Der Grünen-Verkehrsexperte im Bundestag, Stefan Gelbhaar, sagte mit Blick auf Wissing: «Sich einen schlanken Fuß zu machen, geht nicht.» Der Minister sei in der Pflicht, mit Finanzminister Christian Lindner (FDP) einen Vorschlag samt Finanzierung für eine Nachfolgeregelung zu entwickeln und vorzustellen. «Dafür sollte er die Länder, Gemeinden und Verkehrsunternehmen dazu holen.»

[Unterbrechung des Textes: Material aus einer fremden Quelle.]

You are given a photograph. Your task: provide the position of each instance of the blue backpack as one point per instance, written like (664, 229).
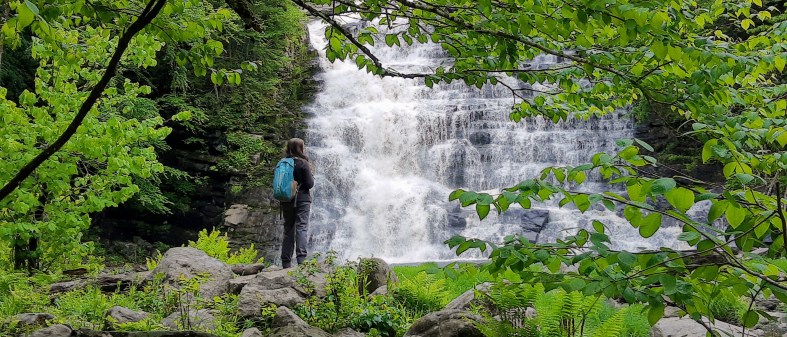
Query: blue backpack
(284, 185)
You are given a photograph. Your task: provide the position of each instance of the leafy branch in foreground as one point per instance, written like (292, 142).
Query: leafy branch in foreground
(717, 64)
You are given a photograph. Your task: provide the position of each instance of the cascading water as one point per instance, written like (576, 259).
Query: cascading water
(389, 151)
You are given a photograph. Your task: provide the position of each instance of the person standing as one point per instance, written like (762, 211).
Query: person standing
(296, 212)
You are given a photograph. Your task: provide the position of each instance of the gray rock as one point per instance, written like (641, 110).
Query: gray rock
(285, 317)
(446, 323)
(480, 138)
(347, 332)
(191, 262)
(253, 298)
(237, 284)
(120, 315)
(687, 327)
(374, 273)
(468, 299)
(247, 269)
(381, 291)
(33, 319)
(57, 330)
(251, 332)
(670, 311)
(298, 331)
(196, 320)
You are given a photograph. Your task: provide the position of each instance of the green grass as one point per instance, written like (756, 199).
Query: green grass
(468, 276)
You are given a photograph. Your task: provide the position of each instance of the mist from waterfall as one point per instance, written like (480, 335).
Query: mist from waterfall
(388, 152)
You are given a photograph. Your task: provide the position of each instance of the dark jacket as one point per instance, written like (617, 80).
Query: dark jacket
(303, 176)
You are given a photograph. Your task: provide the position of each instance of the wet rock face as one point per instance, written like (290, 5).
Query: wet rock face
(259, 225)
(191, 262)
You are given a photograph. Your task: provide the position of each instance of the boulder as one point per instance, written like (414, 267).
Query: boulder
(469, 299)
(285, 317)
(480, 138)
(247, 269)
(251, 332)
(120, 315)
(446, 323)
(191, 262)
(298, 331)
(347, 332)
(57, 330)
(237, 284)
(374, 273)
(32, 319)
(687, 327)
(195, 320)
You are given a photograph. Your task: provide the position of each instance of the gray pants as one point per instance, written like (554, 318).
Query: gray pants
(296, 222)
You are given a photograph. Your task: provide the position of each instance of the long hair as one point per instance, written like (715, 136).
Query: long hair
(295, 147)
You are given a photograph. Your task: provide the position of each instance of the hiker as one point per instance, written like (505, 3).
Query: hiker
(296, 210)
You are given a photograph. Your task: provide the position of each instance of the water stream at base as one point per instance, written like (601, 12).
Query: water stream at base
(389, 151)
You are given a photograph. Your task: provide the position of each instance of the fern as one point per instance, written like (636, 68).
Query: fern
(612, 327)
(422, 293)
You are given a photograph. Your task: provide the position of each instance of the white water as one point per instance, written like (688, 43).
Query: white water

Der Autofahrerclub ADAC warnte vor einer reinen Preisdebatte. «Der Staat muss denen gezielt helfen, denen es schwerfällt, öffentlichen Verkehr weiterhin zu bezahlen», sagte Verkehrspräsident Gerhard Hillebrand der dpa. «Er muss aber auch in der Lage sein, ausreichend Finanzmittel in Ausbau und Verbesserung zu investieren.» Deshalb sei ein Festhalten an einem bundesweiten 9-Euro-Monatsticket für alle nicht zielführend. Dies würde eine Angebotsverbesserung hin zu einer dauerhaft größeren Attraktivität von Bussen und Bahnen erschweren.

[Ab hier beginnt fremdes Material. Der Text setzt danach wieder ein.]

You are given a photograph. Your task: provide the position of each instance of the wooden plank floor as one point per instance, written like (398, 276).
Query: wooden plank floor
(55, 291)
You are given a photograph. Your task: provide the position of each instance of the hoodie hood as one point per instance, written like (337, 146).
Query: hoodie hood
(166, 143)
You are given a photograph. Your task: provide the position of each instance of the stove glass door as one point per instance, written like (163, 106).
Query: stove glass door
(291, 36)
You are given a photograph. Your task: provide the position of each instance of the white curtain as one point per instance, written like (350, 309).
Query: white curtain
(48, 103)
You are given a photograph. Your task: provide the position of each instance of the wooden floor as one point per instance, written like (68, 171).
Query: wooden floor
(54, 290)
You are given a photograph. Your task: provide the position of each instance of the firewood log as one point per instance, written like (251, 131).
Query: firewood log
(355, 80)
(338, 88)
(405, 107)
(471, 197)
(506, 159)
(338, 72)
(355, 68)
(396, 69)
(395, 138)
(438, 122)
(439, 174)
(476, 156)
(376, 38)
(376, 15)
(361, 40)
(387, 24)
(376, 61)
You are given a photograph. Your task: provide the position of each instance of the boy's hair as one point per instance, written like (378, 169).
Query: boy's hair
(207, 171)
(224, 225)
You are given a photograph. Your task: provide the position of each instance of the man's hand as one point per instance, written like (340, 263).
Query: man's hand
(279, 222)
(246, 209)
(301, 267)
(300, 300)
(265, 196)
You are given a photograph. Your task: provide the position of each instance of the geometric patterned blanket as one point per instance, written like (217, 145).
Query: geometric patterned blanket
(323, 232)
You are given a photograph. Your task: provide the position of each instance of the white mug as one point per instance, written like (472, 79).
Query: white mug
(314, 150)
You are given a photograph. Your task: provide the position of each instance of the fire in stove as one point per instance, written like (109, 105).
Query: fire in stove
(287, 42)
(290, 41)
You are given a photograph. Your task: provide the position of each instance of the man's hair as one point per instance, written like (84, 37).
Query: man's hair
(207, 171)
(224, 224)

Der Bund für Umwelt und Naturschutz Deutschland (BUND) forderte eine Folgeregelung, die direkt an das 9-Euro-Ticket anschließt. «Es muss vermieden werden, dass Menschen, die jetzt den ÖPNV nutzen, im September aufs Auto umsteigen», sagte Verkehrsexperte Jens Hilgenberg der dpa. Die beste Lösung wäre ein 365-Euro-Jahresticket, das auch monatsweise erworben werden kann. Um den ÖPNV zu einer attraktiveren Alternative für noch mehr Menschen zu machen, brauchte es parallel zu günstigen Angeboten etwa auch deutlich bessere Fahrplanangebote.
Mehrheit für Anschlussangebot
Ganz generell wäre laut einer Umfrage eine große Mehrheit der Menschen in Deutschland für ein Anschlussangebot. 72 Prozent würden grundsätzlich eine Nachfolgelösung befürworten, wie die Umfrage des Meinungsforschungsinstituts Yougov ergab. Ablehnen würden es demnach 16 Prozent, 11 Prozent machen keine Angabe. Befragt wurden den Angaben zufolge 3697 Menschen ab 18 Jahre am 19. Juli.